Is the play very different from the film?
“It’s written a bit like a movie,” says Donovan. “But the play is more political: I don’t think the film went too much into the abdication and the effect that had.”
Logue had worked with victims of shell shock before being approached by George VI to help him conquer his stammer. Says Donovan: “He’s a great character and I’ve found something in there that I’ve never found in a role before.”
Donovan, who shot to fame as Neighbours’ wholesome heart-throb Scott Robinson in the 80s, is no stranger to the stage. Following a definitive performance in the title role of Joseph and the Amazing Technicolor Dreamcoat, he returned to the West End with The Rocky Horror Show and Priscilla Queen of the Desert.

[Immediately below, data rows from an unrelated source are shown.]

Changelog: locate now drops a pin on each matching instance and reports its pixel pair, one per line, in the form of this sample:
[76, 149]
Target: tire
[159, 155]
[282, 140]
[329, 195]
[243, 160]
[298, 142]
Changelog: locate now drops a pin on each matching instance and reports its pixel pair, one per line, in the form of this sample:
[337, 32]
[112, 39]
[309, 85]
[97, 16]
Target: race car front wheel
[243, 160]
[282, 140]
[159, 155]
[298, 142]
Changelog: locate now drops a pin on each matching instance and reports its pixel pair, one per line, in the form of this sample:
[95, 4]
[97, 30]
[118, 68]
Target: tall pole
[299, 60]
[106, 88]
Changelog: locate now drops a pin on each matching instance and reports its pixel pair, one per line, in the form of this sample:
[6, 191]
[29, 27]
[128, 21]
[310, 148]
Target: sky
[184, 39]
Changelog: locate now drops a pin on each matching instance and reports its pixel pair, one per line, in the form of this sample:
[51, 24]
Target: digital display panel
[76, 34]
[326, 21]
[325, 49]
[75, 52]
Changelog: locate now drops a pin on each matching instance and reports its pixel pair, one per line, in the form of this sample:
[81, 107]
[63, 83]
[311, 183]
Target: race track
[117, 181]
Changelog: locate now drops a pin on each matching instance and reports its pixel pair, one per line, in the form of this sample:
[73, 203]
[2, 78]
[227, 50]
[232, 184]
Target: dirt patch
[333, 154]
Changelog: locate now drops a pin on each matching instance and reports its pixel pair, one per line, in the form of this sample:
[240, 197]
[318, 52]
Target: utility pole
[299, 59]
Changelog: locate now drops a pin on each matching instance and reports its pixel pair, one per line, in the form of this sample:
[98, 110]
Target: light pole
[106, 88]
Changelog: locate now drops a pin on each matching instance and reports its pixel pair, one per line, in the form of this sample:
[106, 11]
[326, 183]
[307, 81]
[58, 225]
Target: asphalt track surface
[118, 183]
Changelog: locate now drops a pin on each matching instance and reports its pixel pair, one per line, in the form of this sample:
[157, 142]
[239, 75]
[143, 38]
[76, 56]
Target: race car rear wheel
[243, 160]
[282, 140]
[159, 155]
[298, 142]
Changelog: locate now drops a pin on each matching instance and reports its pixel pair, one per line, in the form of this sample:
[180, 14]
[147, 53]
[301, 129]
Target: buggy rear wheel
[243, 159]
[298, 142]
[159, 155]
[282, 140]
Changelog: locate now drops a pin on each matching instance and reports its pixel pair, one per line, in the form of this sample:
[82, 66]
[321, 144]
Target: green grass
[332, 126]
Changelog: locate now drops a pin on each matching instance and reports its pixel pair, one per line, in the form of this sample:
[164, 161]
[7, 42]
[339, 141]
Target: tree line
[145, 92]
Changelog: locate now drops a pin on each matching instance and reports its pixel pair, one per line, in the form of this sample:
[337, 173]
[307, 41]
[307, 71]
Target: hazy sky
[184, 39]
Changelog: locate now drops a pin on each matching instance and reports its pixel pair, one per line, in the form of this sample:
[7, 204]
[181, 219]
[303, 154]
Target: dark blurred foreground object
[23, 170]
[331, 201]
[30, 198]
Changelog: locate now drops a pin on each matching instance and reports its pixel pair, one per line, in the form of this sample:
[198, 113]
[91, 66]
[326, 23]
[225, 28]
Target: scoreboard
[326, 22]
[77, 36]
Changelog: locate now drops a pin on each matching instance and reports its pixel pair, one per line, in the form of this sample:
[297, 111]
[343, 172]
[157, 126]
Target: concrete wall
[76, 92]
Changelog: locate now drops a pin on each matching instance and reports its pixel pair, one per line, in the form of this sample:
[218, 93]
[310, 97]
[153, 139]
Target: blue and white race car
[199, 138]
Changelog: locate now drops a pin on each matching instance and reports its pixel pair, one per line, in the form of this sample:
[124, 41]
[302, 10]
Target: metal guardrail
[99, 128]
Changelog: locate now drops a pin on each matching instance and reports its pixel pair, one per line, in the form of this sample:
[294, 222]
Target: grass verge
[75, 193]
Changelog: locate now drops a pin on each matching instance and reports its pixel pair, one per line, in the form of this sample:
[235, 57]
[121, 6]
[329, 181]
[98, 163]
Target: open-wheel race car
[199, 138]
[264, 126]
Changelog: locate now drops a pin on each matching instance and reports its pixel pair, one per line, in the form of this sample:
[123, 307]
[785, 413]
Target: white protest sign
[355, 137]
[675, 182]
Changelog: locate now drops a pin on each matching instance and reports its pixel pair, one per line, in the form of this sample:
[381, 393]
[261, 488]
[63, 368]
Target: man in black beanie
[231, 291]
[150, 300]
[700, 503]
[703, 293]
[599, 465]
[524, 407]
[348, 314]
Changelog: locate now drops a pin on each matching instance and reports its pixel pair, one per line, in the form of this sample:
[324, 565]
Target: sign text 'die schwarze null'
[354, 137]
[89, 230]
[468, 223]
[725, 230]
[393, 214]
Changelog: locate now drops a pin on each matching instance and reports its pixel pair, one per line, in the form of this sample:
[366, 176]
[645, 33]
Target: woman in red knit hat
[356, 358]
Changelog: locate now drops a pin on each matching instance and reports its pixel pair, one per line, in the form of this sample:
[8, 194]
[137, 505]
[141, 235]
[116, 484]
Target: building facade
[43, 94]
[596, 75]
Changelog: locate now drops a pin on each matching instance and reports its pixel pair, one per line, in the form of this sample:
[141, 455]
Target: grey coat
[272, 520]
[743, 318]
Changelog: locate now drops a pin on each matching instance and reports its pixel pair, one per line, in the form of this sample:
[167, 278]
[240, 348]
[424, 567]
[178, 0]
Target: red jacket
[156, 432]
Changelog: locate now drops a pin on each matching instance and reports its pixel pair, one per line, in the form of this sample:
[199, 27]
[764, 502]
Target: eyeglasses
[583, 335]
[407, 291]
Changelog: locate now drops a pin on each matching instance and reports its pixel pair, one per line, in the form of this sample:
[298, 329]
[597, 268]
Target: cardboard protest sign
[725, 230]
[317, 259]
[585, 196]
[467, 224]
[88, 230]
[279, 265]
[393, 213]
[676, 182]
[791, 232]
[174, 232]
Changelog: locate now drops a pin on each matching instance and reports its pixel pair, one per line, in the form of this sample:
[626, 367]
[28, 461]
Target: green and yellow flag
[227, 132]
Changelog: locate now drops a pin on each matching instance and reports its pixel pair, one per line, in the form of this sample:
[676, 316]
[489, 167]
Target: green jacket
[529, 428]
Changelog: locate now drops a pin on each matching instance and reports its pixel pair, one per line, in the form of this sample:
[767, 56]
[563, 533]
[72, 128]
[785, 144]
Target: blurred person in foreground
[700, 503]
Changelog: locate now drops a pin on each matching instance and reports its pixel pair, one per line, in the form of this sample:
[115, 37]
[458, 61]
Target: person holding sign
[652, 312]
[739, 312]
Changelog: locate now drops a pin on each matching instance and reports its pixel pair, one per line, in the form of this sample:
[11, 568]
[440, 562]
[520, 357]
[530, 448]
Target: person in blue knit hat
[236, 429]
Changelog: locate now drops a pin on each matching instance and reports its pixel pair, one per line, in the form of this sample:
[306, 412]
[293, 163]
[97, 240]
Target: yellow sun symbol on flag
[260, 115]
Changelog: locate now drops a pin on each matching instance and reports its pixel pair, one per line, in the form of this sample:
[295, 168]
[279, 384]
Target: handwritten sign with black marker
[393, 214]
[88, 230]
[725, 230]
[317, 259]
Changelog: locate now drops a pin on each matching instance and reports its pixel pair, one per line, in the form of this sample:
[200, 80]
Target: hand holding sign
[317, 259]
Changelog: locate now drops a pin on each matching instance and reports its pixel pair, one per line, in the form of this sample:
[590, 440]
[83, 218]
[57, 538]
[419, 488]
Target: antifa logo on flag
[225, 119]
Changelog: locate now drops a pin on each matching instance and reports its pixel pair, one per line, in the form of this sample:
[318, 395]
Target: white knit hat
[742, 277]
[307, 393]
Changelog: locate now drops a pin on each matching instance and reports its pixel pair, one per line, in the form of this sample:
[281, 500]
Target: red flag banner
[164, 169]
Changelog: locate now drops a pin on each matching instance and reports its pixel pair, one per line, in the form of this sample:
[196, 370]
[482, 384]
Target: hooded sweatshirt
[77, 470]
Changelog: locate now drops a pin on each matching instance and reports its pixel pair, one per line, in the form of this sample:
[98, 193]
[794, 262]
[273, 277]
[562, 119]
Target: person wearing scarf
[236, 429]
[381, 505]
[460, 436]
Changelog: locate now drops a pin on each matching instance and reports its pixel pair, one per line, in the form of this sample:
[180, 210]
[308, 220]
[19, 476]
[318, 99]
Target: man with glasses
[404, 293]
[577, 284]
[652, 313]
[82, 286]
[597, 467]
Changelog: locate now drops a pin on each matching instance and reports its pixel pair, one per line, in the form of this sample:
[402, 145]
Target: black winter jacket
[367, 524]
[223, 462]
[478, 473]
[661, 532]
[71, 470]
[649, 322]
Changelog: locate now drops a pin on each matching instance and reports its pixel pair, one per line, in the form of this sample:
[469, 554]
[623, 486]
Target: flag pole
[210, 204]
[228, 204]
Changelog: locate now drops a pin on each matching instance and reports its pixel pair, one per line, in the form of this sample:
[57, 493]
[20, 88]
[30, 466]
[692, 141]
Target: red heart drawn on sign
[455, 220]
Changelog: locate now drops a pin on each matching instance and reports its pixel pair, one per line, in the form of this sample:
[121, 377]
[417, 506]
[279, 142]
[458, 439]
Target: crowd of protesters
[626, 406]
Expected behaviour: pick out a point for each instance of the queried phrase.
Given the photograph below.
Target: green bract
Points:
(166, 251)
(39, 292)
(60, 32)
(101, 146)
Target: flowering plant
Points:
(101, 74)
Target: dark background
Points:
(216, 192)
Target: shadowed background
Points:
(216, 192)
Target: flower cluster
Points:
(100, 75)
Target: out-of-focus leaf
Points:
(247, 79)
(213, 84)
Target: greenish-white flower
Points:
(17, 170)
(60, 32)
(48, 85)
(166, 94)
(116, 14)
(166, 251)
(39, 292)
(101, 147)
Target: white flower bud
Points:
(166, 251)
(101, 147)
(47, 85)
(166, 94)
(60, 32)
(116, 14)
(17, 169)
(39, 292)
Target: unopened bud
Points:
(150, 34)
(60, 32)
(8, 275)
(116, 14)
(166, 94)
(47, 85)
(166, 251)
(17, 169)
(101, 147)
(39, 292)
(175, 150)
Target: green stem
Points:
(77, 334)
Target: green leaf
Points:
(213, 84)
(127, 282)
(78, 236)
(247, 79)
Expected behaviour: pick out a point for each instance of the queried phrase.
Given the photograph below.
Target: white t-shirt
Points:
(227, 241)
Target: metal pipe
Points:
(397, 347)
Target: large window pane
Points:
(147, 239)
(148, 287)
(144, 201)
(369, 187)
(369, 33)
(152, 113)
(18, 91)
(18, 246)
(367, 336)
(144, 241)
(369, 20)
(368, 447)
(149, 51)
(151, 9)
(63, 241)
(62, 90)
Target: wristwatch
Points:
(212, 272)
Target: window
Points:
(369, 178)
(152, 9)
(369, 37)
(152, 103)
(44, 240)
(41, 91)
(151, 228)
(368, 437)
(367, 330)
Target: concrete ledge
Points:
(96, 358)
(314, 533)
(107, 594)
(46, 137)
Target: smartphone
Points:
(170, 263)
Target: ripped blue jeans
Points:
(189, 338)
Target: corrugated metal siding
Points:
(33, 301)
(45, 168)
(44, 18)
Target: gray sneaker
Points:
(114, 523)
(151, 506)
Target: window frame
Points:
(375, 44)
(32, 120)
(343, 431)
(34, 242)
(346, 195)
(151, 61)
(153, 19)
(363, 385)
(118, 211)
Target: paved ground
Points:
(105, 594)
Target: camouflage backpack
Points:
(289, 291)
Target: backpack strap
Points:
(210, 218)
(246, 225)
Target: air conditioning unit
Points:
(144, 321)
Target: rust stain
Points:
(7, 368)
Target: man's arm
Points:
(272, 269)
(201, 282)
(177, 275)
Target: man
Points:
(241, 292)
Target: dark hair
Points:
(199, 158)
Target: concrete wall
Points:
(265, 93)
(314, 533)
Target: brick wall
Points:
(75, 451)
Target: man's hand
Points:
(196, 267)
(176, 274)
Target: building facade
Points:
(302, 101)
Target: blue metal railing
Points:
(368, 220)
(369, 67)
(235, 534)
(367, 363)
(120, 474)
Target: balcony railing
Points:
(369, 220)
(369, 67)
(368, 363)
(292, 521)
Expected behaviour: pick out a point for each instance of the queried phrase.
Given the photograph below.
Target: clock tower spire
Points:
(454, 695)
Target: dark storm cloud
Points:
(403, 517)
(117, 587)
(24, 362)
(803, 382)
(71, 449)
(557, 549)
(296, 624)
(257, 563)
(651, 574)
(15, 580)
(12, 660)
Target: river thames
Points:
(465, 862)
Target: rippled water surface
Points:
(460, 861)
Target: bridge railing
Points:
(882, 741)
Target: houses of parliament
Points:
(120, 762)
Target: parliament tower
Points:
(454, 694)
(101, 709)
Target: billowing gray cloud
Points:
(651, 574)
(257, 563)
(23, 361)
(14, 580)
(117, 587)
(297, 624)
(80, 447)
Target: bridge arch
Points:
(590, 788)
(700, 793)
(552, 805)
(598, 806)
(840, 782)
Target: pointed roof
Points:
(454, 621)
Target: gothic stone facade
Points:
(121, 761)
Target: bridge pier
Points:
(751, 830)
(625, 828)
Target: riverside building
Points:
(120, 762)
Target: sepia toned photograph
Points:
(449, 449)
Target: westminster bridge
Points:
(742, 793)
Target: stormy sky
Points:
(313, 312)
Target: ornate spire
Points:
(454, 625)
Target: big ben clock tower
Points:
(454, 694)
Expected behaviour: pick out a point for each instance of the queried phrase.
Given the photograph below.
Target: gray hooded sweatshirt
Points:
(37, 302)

“I love the energy of theatre,” he says. “Theatre is alive. And it’s a lifestyle; you’ve got to look after yourself. I juice every day and try not to go out and go too hard…”
He laughs, but Donovan knows only too well the dangers of overdoing the showbiz lifestyle. The actor has spoken candidly about his drug addiction (which lead to a drug-induced seizure at Kate Moss’ birthday party in 1995), caused by wanting to shake off his ‘golden boy’ image.
Meeting the right woman turned him around. Donovan married stage manager Angela Malloch in 1998, but in 1989 his on-screen marriage to co-star Kylie Minogue was all the world could talk about. The soap celebrates 30 years this month – but don’t get too excited about any surprise Scott-Charlene reunions.
“It was 30 years ago,” says Donovan, somewhat wearily. “I always wanted to become an actor and I fell on my feet with Neighbours. I’m very proud to have been part of it but I don’t spend all my time thinking about it. I think [the reunion] is more of a press thing than something developed by any of the actors so no, it’s not something I’ll be doing.”
Lately Donovan has proved something of a reality TV favourite. In 2006 he did a stint in the jungle for I’m A Celebrity and in 2011 finished third on Strictly Come Dancing. “I got a lot out of Strictly,” he says. “It was a bigger challenge: I’m A Celebrity was a well-paid suntan.”
What are his plans after the tour?
“I’ve got a couple of dates for some 80s shows but nothing really as yet. Let’s hope this goes other places – we’ll see. It really is a great piece of theatre,” he continues. “There are certain roles in life that are made for you, and maybe this is one of those. I’d certainly say I’ve found a home in this play. And no-one can criticise my accent.”
:: The King’s Speech, Cambridge Arts Theatre, 9-14 March, 7.45pm. Tickets from £15.